Average network connectivity for disease genes with different phenotypes. Data are shown separately for the GW (Left) and Y2H (Right) networks. Light-gray columns show the average connectivity for disease genes displaying decrease/no-decrease in life expectancy. Dark-gray columns show the average connectivity of disease genes with recessive/dominant phenotypes. The error bars represent one standard error. Because the connectivity distributions for each category are not parametric, we used the Mann–Whitney test to determine significance of the difference between categories.
Fig. 4.
Fig. 4.
Physical clustering of disease genes in the GW network. (A) The red line shows the fraction of all genes located at a certain network distance or closer. The shortest path between each gene pair was used to calculate the network distance. The blue line shows the fraction of all disease genes located at a certain network distance or closer. (B) Disorder-specific clustering of disease genes. In the GW network, there are 38 clusters of physically interacting genes associated with the same disorder. To investigate the significance of the observed clustering we simulated the distribution of the physical clusters between genes associated with the same disorder. The random distribution of clusters was obtained by reshuffling network edges while preserving the total connectivity of each gene. The reshuffling was repeated 1,000 times to obtain the distribution. The results of the network randomization show that the observed clustering is highly statistically significant (z score > 7.5).
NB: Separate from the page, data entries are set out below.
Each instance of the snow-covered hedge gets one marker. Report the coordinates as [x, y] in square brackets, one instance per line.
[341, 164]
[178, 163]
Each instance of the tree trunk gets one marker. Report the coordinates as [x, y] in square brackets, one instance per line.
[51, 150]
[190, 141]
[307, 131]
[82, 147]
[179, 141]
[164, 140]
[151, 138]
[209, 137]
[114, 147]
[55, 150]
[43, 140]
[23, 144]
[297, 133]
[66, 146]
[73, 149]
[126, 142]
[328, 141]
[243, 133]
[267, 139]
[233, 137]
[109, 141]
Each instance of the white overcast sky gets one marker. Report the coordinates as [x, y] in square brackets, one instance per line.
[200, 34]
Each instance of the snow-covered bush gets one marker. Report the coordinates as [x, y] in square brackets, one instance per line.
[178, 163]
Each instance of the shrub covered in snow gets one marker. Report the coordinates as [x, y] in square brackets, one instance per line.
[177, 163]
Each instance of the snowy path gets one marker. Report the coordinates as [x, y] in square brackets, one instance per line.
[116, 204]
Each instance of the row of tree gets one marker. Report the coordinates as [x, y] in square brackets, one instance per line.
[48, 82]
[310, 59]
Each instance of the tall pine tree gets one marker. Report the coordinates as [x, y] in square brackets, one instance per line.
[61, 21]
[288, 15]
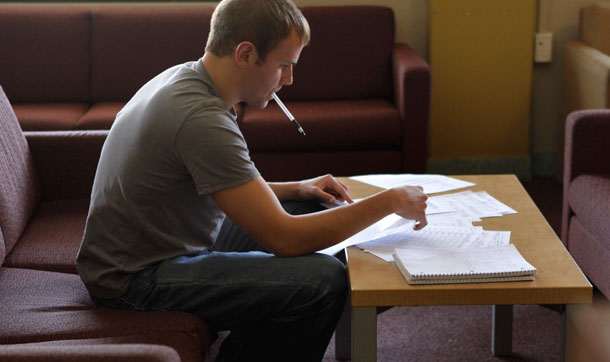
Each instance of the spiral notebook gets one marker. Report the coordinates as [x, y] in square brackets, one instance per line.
[423, 265]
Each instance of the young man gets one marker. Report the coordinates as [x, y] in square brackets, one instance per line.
[175, 163]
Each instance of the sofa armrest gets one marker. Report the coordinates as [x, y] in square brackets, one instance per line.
[66, 161]
[587, 150]
[586, 78]
[89, 353]
[412, 98]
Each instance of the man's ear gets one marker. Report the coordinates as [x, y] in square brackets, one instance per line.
[245, 54]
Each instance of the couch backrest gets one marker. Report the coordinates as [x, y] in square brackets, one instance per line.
[349, 56]
[595, 26]
[19, 184]
[44, 54]
[132, 45]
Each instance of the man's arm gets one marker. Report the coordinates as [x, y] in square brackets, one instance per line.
[325, 188]
[256, 209]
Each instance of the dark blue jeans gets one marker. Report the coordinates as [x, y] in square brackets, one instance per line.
[277, 309]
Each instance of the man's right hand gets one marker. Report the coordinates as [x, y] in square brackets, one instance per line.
[410, 203]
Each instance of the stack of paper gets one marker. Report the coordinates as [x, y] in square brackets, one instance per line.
[423, 265]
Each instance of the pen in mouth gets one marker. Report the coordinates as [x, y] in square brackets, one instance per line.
[288, 114]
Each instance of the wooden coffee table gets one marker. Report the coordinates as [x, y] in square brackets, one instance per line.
[376, 284]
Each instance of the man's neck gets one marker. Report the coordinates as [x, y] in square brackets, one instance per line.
[223, 78]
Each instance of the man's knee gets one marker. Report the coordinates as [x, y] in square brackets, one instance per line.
[332, 276]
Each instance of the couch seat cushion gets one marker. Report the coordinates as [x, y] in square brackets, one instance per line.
[100, 115]
[329, 126]
[49, 116]
[590, 253]
[588, 196]
[38, 306]
[88, 352]
[52, 237]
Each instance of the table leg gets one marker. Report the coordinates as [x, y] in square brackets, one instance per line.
[501, 329]
[364, 334]
[343, 333]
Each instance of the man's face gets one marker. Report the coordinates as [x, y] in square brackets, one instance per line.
[269, 77]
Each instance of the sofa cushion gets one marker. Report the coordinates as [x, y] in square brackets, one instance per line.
[329, 126]
[100, 115]
[145, 41]
[595, 26]
[45, 53]
[38, 306]
[49, 116]
[19, 184]
[588, 197]
[2, 249]
[591, 253]
[280, 166]
[52, 237]
[349, 56]
[88, 352]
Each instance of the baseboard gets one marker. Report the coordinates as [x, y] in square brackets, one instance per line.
[520, 166]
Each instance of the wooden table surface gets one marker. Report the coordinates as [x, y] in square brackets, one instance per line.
[375, 282]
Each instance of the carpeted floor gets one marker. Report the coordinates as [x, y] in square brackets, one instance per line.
[463, 333]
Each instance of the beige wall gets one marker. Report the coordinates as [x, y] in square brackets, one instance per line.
[561, 18]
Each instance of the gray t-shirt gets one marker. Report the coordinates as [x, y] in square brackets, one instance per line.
[172, 145]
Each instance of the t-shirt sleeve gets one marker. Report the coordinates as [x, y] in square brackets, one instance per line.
[214, 152]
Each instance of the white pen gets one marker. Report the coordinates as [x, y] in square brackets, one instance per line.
[288, 114]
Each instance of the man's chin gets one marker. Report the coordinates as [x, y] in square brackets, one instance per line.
[258, 105]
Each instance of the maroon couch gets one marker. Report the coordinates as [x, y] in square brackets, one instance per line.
[45, 311]
[586, 194]
[362, 99]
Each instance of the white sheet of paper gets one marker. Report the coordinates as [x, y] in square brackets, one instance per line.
[431, 183]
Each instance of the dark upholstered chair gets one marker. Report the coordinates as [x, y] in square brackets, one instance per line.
[586, 194]
[45, 182]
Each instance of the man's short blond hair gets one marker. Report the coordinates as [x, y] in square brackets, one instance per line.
[264, 23]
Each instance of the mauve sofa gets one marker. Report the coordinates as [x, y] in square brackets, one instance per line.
[45, 311]
[586, 194]
[362, 99]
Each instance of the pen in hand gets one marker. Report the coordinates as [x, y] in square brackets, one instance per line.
[288, 114]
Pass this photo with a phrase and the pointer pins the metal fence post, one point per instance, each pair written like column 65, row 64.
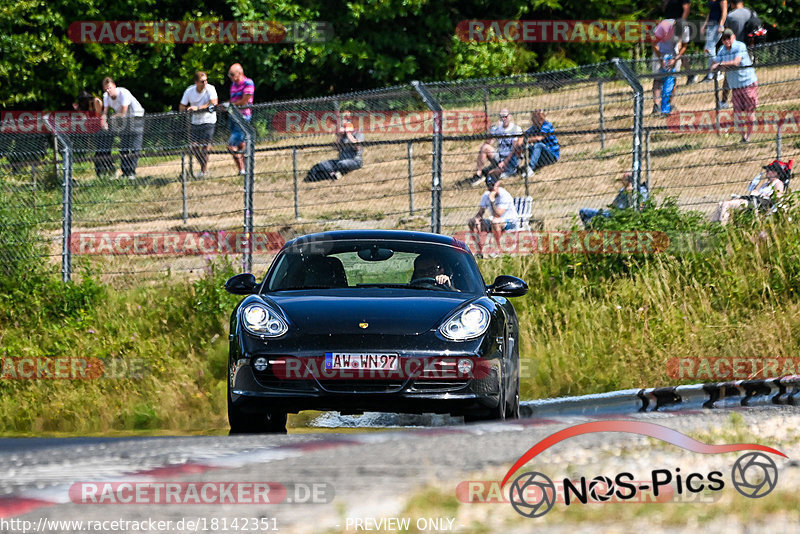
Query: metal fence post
column 647, row 158
column 66, row 210
column 601, row 105
column 410, row 179
column 436, row 153
column 184, row 188
column 249, row 181
column 638, row 119
column 296, row 189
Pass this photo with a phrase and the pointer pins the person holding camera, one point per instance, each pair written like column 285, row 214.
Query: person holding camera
column 201, row 98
The Gaussian fit to the simulated distribution is shown with a solid red line.
Fig. 5.
Fig. 5.
Genes and proteins harboring variation causing the same disease phenotype tend to form directly (physically) connected clusters. Physical-interaction gene clusters associated with 38 disease phenotypes are shown. Gene and phenotype names are indicated for each cluster. The phenotype numbers and cluster colors serve as the key for Fig. 6.
Fig. 6.
Fig. 6.
Genes and proteins harboring variation causing the same disease phenotype tend to form directly (physically) connected clusters (continued from Fig. 5). (A) A visualization of the same 38 phenotypic gene clusters as shown in Fig. 5 within the GW molecular interaction network. Genes associated with the same phenotype are indicated by the same-color semitransparent spheres. Note that several genes within the network are known to affect multiple phenotypes (network nodes with multicolor stripes). The blue cubes represent essential genes and provide additional network context. (B) A detailed view of gene connectivity distribution (compare with Fig. 1 A and B) in the GW network. Disease (red and yellow spheres), essential (blue cubes), and other (white dots) genes are placed along concentric circles that represent gene connectivity layers within the molecular network. In our GW network the connectivity covers range between 1 (the outermost circle) and 340 (the center). We can see that the intermediate connectivity range contains a higher proportion of disease genes participating in physical clustering (red spheres) than the disease genes that do not (yellow spheres). Subplots (A and C) focus exclusively on the subset of disease genes that have within-phenotype physical-interaction clustering. (C) The overlaps and physical interactions between gene clusters linked to 38 disease phenotypes. Each node represents a whole disease cluster of the same color and number as used in Fig. 5. Two nodes are connected by a red edge when there is at least one direct physical interaction that links two genes from the two distinct phenotypic clusters represented by the graph nodes. Two nodes are connected by a green edge when their corresponding disease clusters share at least one gene.